Разноцветные нити серпантина пересекали зал из угла в угол. Высокая, под самый потолок елка переливалась огнями. Воздух был пропитан запахом хвои и духов. Музыка, смех, веселые лица нарядных женщин и элегантных кавалеров — все сливалось в один волшебный новогодний праздник.
Андреева в белом платье с глубоким вырезом, длинных перчатках до локтя и сверкающей диадеме на отливающих медью волосах привлекала всеобщее внимание.
Из-за колонны появился Горький и, найдя глазами Марию Федоровну, решительно направился к ней.

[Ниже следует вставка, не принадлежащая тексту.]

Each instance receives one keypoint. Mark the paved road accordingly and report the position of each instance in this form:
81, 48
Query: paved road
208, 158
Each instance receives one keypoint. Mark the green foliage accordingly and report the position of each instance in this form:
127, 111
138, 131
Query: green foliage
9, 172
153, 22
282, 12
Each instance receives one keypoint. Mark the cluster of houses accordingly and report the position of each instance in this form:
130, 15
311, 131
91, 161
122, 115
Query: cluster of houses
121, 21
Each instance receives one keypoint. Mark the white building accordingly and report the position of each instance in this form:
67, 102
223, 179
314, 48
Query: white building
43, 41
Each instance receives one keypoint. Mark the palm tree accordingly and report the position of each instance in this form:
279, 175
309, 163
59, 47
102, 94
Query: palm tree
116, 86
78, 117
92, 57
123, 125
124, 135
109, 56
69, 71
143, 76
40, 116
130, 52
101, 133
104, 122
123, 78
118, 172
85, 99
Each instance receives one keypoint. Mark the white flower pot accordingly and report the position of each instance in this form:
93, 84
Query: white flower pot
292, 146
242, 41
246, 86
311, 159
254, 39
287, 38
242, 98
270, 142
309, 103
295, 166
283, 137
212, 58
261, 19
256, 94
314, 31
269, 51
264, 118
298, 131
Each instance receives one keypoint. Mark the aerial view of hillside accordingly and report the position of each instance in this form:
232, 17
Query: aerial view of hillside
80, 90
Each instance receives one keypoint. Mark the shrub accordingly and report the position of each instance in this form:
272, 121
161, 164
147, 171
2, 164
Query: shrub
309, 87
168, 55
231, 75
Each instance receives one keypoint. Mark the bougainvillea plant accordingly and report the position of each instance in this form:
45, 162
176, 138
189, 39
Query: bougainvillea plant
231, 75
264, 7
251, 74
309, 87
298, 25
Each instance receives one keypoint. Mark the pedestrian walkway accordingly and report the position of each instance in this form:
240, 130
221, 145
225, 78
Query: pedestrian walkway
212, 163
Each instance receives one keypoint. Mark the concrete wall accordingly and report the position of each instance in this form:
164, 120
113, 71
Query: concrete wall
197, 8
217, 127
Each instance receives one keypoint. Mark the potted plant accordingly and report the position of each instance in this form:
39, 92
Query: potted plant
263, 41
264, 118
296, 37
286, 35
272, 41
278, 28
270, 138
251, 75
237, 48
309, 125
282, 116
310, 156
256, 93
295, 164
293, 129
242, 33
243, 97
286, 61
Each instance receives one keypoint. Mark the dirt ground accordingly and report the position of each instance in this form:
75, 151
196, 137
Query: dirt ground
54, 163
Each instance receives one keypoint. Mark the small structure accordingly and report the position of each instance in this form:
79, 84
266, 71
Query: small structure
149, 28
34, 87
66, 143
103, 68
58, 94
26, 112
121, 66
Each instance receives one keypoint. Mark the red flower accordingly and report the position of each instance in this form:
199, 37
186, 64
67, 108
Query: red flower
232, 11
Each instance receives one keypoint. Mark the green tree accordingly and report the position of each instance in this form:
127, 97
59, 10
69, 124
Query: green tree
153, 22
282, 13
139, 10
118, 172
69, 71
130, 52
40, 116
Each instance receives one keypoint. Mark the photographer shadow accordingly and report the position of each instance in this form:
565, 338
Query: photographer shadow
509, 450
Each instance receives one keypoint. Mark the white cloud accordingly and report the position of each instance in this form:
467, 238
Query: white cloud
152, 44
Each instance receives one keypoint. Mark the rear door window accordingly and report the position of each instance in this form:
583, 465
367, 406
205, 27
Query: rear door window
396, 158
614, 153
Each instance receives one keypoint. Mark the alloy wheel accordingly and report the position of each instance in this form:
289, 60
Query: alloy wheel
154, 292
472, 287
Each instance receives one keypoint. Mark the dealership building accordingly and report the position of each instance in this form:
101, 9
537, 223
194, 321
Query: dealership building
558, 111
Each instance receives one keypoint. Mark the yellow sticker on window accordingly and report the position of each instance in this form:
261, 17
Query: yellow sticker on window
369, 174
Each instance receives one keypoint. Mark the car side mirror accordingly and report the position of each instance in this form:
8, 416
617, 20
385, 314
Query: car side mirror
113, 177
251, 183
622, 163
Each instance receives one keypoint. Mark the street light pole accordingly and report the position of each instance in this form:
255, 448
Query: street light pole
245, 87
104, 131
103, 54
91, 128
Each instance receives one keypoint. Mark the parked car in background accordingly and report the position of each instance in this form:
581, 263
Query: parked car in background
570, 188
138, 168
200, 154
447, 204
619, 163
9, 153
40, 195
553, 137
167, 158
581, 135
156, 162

— Алексей Максимович! Милый! С наступающим Новым Годом! Пусть он будет для вас самым счастливым! — ее карие глаза лучились.
Тот взволнованно кивнул, сжимая в руках пачку исписанных листов бумаги.
— Я, Мария Федоровна, хочу вам подарок сделать! Вот, возьмите! — смущенно пробасил он, протягивая рукопись.
— Ваша новая пьеса!? — обрадовалась Андреева.
— Поэма. «Человек». Прочтите то, что в самом конце и… Ну, это… потом… — смутился он и, развернувшись, поспешно затерялся в толпе гостей.
Мария Федоровна открыла рукопись на последней странице:
«Кладу эту вещь к Вашим ногам, — прочитала она, отказываясь верить собственным глазам. — Каждая строка ее — кусочек моего сердца… — У нее перехватило дыхание. — Крепкое оно было, сердчишко, а сейчас Вы можете приказать вырезать из него каблучки к туфелькам своим, и я только был бы счастлив этим!»
Огни стали ярче… Музыка громче… Все закружилось вокруг… На мгновение показалось, что пол, раскачиваясь, уходит из-под ног, словно стоит она на палубе корабля, который уносит ее — в счастье…
Она прижала рукопись к груди.
Неспроста екнуло ее сердце тогда, в Ялте, когда из-за длинных ресниц глянули на нее голубые глаза Алеши. Было забавно и весело — оба, Чехов и Горький, искали ее внимания. Однако она уже тогда решила, что Чехов — не ее мужчина, и уступила его Книппер. В Горьком ее привлекло необычное сочетание силы и нежности, грубости и незащищенности, безусловного таланта и неуверенности в его присутствии. Угадать в Горьком большого писателя было нетрудно. И хоть был он излишне своеобразен — не умел вести себя за столом, курил в кулак, восторгался весьма второстепенными картинами и эмалированными украшениями с золотыми драконами, но… любят, потому, что любят. Тем более, что в Горьком счастливо соединились любимый человек и единомышленник.